Neuromation employs blockchain to train neural networks based on synthetic datasets designed to help machines recognize real-word images. As demand for machines that can recognize real-world objects grows, Neuromation is using blockchain and synthetic images to build datasets that can ultimately teach robots to recognize objects like pigs or, in the case of its new Chinese partnership, counterfeit products. It a high-demand, emerging sector.
On the company's homepage, a large number touts the number of "labeled synthetic images" that have bee created by its platform. As of writing, that number sits at 39,166,281. Impressive indeed.
But because we snapshot that data several times a day, we noticed that same number was 44,042,788 back on April 23, 2018. The next day, that number dropped to just 16,915,512. Then, a few days later, that number was back up to 44,588,056. Eventually the number of labeled synthetic images the company claims to have created settled back to 37.5 million before reascending.

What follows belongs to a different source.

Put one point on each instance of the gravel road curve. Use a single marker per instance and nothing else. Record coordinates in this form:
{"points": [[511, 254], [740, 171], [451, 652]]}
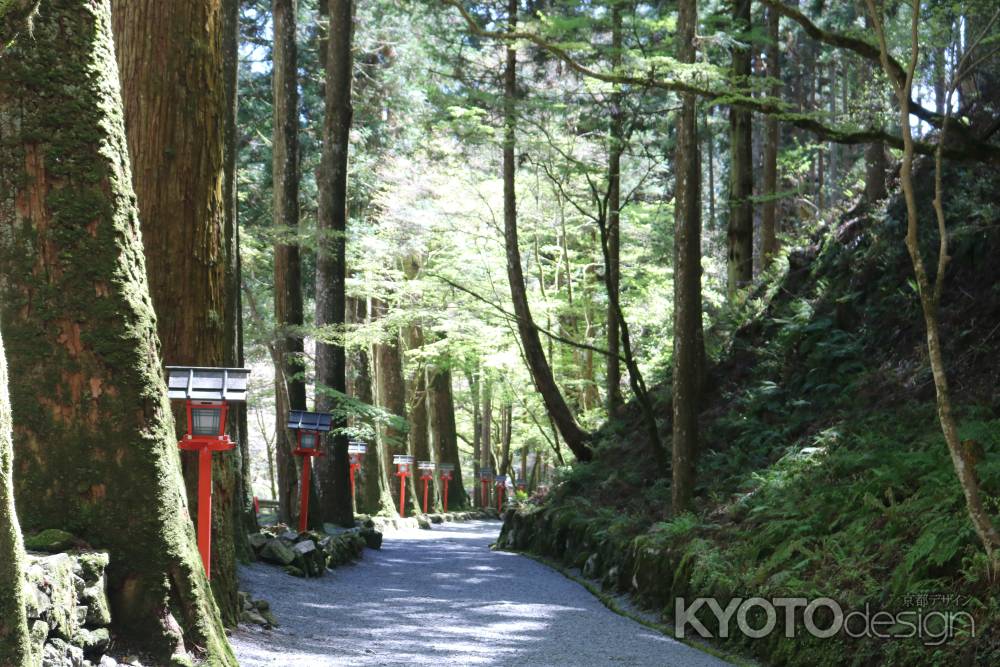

Note that this all happened right when the Wired writeup was published on April 25, when the startup knew eyes would be on them.
Outside of the strange correction, however, is that when the number is seen over time as a series, it appears that it's not based on something humans would create. In fact, it appears to be rising every day at a fixed number. Before the correction we observed in April, the image count was rising more sharply than it is now. In other words, seen on a macro level like this, it appears to be machine generated on a simple n+1 formula.
Was the April tweak a correction? And do humans create images on a blockchain network at such a steady pace? It's hard to believe that would be the case, and if this is a way for Neuromation to show crypto investors its usage traction over time, it appears something strange is afoot. In fact, it would appear that a computer is generating the numbed based on a predetermined upstick slope and not based on real-world usage numbers.
And if that's the case, some investors may be surprised that the startup in which they're investing is doing something funny with its traction claims.
It's possible that Neuromation didn't count on someone taking a snapshot of their claimed traction over time as we have. If that's also the case, it an explanation would be warranted. Or perhaps the number means something else. In that case, some clarity would also be due.
We reached out to Neuromation for comment and will update this story when (and if) they reply.